NationalSecurityAgency / ghidra

Ghidra is a software reverse engineering (SRE) framework
https://www.nsa.gov/ghidra
Apache License 2.0
51.13k stars 5.82k forks source link

infinite loop in RecoverClassesFromRTTIScript on a windows PE with multiple inheritance #5815

Closed picryott closed 1 year ago

picryott commented 1 year ago

Describe the bug Infinite loop while running the script RecoverClassesFromRTTIScript on a windows PE (Visual Studio 6). The monitor window is displayed for hours (until cancelled).

To Reproduce Run the java script "RecoverClassesFromRTTIScript" on a Visual Studio 6 PE that contains classes with multiple inheritance and a parent that has no inheritance. I can't provide an executable, but it should be easy to reproduce.

Expected behavior The script should end in success or throw an exception.

Screenshots None

Attachments None

Environment (please complete the following information):

Additional context I think there is an incorrect increment in RTTIWindowsClassRecoverer.java/getClassHierarchyFromRTTI(List recoveredClasses)

List<RecoveredClass> classHierarchy = recoveredClass.getClassHierarchy();
int index = 1;
while (index < classHierarchy.size()) {
    monitor.checkCancelled();
    RecoveredClass parentClass = classHierarchy.get(index);
    List<RecoveredClass> parentClassHierarchy = parentClass.getClassHierarchy();
    recoveredClass.addClassHierarchyMapping(parentClass, parentClassHierarchy);
    updateClassWithParent(parentClass, recoveredClass);
    index += parentClassHierarchy.size();
}

In my case parentClassHierarchy.size() can be 0, so the loop is infinite. parentClassHierarchy.size() can also be much bigger than classHierarchy.size(). So I think index increment should always be 1. I didn't try it yet.

ghidra007 commented 1 year ago

The class hierarchy is supposed to always contain the class itself as the first item so should always have at least one item. Obviously something changed and this is no longer happening in all cases. Thanks for finding this issue. I'll let you know once it is fixed.

picryott commented 1 year ago

Thank you. I just read the disclaimer for the script and I'm not in the best conditions for it to run.

My project is not fresh. I've been working on it for a long time and I have made many changes that may have broken something. So that could explain why a class hierarchy does not contain the class itself.

I ran the script on a fresh project.

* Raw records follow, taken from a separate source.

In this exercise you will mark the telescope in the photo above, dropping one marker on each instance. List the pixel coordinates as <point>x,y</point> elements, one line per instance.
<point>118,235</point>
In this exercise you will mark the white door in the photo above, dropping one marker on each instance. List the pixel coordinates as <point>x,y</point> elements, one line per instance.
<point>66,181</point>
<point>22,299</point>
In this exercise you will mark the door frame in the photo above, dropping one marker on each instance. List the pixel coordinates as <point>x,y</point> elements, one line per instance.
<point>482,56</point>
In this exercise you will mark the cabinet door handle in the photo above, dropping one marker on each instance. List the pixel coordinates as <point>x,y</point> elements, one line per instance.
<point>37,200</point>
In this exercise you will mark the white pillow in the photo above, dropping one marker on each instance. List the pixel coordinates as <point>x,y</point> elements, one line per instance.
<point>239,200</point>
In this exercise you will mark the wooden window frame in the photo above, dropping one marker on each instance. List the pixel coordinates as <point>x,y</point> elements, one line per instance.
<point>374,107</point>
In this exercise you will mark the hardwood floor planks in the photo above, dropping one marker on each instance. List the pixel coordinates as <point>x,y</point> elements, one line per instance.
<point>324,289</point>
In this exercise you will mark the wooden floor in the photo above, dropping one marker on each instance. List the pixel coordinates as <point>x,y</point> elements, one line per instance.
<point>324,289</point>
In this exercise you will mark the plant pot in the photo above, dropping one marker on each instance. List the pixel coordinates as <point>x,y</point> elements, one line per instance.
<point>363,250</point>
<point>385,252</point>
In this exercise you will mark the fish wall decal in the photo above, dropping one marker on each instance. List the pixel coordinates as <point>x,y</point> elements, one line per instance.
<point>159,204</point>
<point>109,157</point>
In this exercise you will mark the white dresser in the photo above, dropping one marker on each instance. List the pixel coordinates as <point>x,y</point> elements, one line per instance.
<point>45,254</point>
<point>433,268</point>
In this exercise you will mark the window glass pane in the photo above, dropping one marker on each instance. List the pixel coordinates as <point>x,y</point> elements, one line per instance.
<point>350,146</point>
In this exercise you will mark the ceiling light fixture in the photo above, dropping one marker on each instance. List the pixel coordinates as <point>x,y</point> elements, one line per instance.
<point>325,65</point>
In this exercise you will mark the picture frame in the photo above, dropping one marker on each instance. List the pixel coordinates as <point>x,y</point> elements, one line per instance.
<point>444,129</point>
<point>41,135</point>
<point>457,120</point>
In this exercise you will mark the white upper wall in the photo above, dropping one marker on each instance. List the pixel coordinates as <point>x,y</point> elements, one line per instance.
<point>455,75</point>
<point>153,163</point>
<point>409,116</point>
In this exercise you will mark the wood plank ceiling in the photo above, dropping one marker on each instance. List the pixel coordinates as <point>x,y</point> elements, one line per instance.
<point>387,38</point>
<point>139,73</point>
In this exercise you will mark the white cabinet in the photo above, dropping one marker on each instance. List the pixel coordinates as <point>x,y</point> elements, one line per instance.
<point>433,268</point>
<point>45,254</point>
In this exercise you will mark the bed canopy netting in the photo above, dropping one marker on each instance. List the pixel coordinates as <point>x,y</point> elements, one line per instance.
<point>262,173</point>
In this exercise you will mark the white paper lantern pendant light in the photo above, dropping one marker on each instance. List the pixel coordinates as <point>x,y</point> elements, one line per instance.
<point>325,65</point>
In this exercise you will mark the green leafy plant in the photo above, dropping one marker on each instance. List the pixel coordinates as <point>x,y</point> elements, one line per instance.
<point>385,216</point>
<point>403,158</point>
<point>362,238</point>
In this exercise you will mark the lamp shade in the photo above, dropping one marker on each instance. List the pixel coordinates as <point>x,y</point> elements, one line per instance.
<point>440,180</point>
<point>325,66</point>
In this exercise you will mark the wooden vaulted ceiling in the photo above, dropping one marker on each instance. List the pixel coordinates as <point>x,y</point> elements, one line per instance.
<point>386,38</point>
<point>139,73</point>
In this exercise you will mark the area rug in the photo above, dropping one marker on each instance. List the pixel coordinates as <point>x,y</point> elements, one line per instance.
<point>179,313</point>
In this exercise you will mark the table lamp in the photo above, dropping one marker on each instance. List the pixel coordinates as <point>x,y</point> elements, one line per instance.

There was no infinite loop, but there was no information in the classes except the RTTI_Type_Descriptor found during the initial analysis.

And forget about my comment 'parentClassHierarchy.size() can also be much bigger than classHierarchy.size().'. I dumped the classhierarchies and if there is one more element for each parent, it should be good. I'm still trying to figure out how RTTI works.

ghidra007 commented 1 year ago

I'm wondering if this is happening because the RTTI is not the same format in this older version. Do you see any RTTI structures created after the RTTI analyzer is run (not the script but the analyzer before you run the script).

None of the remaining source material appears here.